Odds on more respect for West Indies
West Indies were expected to put up so little fight in Adelaide that at the start of the day bookmakers were offering 14-1 on them producing a surprise victory. In a two-horse race, that was a damning assessment of the lack of respect in which they were held following their three-day thrashing at the Gabba.
By tea, the odds had come in to A$9 as they showed some serious fight. At stumps, having reached a thoroughly respectable 6 for 336, they had shortened again to $8. The Australian public might not have been holding out much hope of a tight contest but West Indies' opening-day centurion Dwayne Bravo said the players had too much pride to allow another Brisbane-style thumping.
"We knew we would not be bowled out like that again in this series," Bravo said. "It's going to be more difficult to beat us now. We are a team that is striving. The more we play will be better for us. You also know they are a very good team with very good players in their set-up. We have to respect that and understand that. We respect the Australian team and we're happy that after today's performance we'll get a bit more respect from them."
There wasn't an obvious lack of respect from the Australian players, although having taken 15 wickets on the third and final day at the Gabba they might have hoped for more than six breakthroughs in their first three sessions in Adelaide.
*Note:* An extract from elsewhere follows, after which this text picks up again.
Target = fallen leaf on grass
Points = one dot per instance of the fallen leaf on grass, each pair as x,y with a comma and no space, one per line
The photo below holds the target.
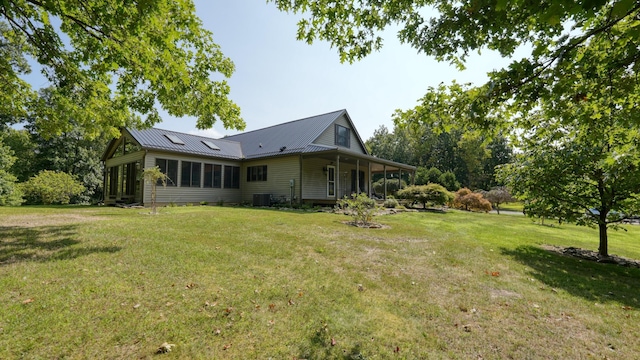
164,348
Doug Bollinger, who picked up the first two wickets, said the hosts were content with their position.
"It's pretty even at the moment," Bollinger said. "We've got to try and get a couple of quick wickets tomorrow morning. We've just got the new ball, it's only five or six overs old and if we can grab a few quick ones early it's game on. It's a pretty good wicket and I'm backing us to get a few runs as well."
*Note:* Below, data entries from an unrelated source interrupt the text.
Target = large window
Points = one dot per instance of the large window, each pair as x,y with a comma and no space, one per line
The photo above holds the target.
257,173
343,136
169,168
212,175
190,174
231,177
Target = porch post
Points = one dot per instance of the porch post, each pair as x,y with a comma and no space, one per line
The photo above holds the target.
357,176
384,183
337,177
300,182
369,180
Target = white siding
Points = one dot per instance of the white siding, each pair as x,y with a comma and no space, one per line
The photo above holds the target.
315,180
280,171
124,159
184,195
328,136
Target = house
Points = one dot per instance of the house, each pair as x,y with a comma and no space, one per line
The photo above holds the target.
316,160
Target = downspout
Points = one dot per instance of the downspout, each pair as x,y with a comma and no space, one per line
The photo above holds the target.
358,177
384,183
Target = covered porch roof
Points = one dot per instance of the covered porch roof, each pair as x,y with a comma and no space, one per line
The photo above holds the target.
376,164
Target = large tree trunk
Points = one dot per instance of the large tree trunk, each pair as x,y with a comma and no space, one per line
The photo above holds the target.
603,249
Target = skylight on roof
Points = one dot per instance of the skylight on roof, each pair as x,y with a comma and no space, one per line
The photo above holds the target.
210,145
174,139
The day's outcome wasn't bad for Australia - the pitch was playing well and Chris Gayle had won the toss - but Bravo's century and a fighting 62 from Shivnarine Chanderpaul meant the Sir Frank Worrell Trophy wasn't safe in Australian hands just yet. Bravo said it had taken the squad some time to readjust to Test cricket last week but things were looking more positive.
"It was six months that the team had not played together as a team," Bravo said. "Our preparation coming up to here was not the best. We were playing in a limited-overs tournament back home and a lot of the guys didn't have much cricket under their belt. We had one warm-up game against Queensland. It was very difficult for us to come up against one of the best teams in the world and beat them."
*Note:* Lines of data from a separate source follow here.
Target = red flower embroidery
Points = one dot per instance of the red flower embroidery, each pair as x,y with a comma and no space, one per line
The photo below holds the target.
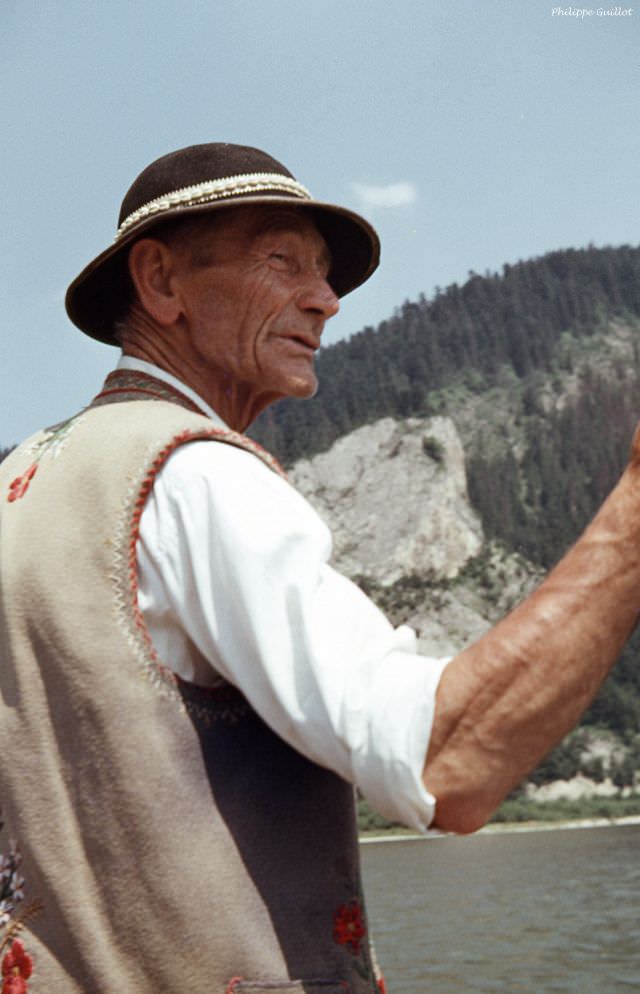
17,967
348,926
19,486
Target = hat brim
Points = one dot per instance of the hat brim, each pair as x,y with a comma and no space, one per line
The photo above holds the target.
94,299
For a while it looked like West Indies were going to deliver another disappointing day, when they went to lunch three wickets down having chosen to bat. The early damage came courtesy of Bollinger, who removed both openers, and his contest with Gayle was especially fascinating after Gayle struggled to remember Bollinger's name on the eve of the Test.
"It didn't really bother me," Bollinger said of Gayle's comments. "I've had worse things said about me. It was just good to bowl well and get him out, to get two quick wickets for the team and that's all I can do."
But when asked if Gayle, who tried to cut a ball that was too close to his body and edged behind, might now remember his name Bollinger couldn't resist a little dig. "I'm sure he saw it on the scoreboard, mate."
The delivery that snared Gayle bounced more than the batsman expected but throughout the day there wasn't much assistance for the bowlers. Bollinger wasn't tipping another three-day encounter on this occasion.
"The Gabba is probably faster and bouncier," Bollinger said. "This is a really, really good wicket, so you've just got to adjust your game and adjust your plans."